Renault revolutioniert seine Batterie-Lieferkette für schnellere E-Auto-Reparaturen
Rotraut DöringRenault revolutioniert seine Batterie-Lieferkette für schnellere E-Auto-Reparaturen
Renault gestaltet seine Lieferkette für Elektroauto-Batterien um, um Stillstandszeiten zu verkürzen und die Effizienz zu steigern. Der Automobilhersteller behandelt Batterien nun als hochwertige Vermögenswerte statt als Wegwerfteile. In einem kürzlichen Interview erläuterte Israfil Beker, bei der Renault Group verantwortlich für die Aftersales-EV-Lieferkette, die Bedeutung dieser Strategie.
Renaults Batterie-Wechselprogramm, das in Zusammenarbeit mit The Mobility House und anderen Partnern entwickelt wurde, ermöglicht Kunden, entladene E-Auto-Batterien an ausgewählten Stationen gegen vollgeladene auszutauschen. Das Programm, das bis März 2026 schrittweise eingeführt wird, soll Fahrzeuge schneller wieder auf die Straße bringen. Details zu aktiven Partnern im deutschen Netzwerk bleiben jedoch vorerst vage.

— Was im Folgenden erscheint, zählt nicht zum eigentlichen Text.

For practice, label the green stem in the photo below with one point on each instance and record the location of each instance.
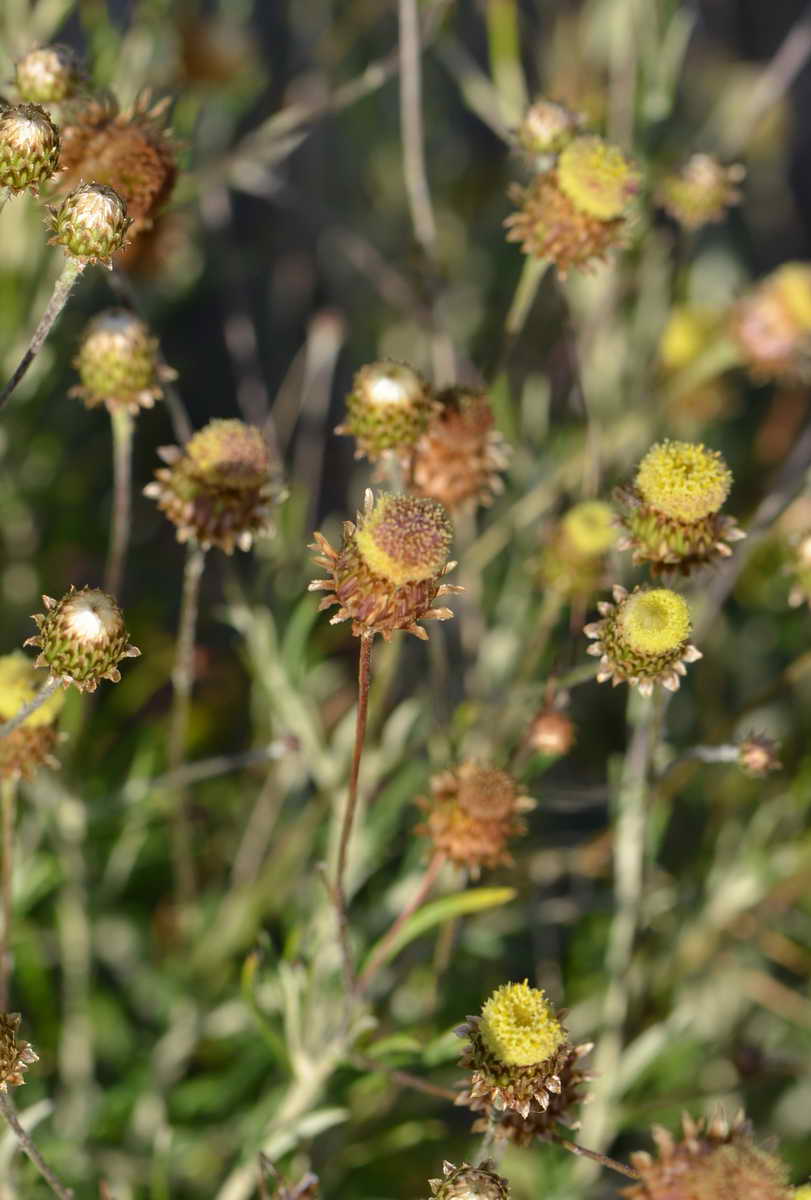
(62, 288)
(182, 678)
(122, 425)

Beker betonte das finanzielle Gewicht der Batterien, die bis zu 30 Prozent des Fahrzeugwerts ausmachen können. Stillstandszeiten von 15 bis 20 Tagen aufgrund von Batterieproblemen seien für Renault nicht tragbar. Die Lösung liege in einer kreislauforientierten Lieferkette, in der Händler, Reparaturzentren, Lager und Recyclingunternehmen gleichzeitig als Lieferanten und Kunden agieren.
Doch bleiben Herausforderungen bestehen. Batterien gelten als Gefahrgut, und die Vorschriften ändern sich selbst innerhalb eines Landes wie Deutschland unvorhersehbar. Ein weiteres Hindernis ist die Echtzeit-Datentransparenz, da Partner unterschiedliche ERP-, WMS- und TMS-Systeme nutzen. Renault strebt ein nahtloses 360-Grad-Modell an, in dem jeder Akteur in der Kette schnelle Reparaturen und einen reibungslosen Lagerumschlag ermöglicht.
Renaults Strategie setzt auf Geschwindigkeit und Nachhaltigkeit: Durch ein geschlossenes Batterie-Kreislaufsystem sollen Fahrzeugausfallzeiten reduziert werden. Indem das Unternehmen Batterien als wiederverwendbare Vermögenswerte behandelt, will es Kosten senken und die Serviceeffizienz steigern. Der Erfolg dieses Modells hängt jedoch davon ab, in den kommenden Jahren regulatorische Hürden und Datenaustauschbarrieren zu überwinden.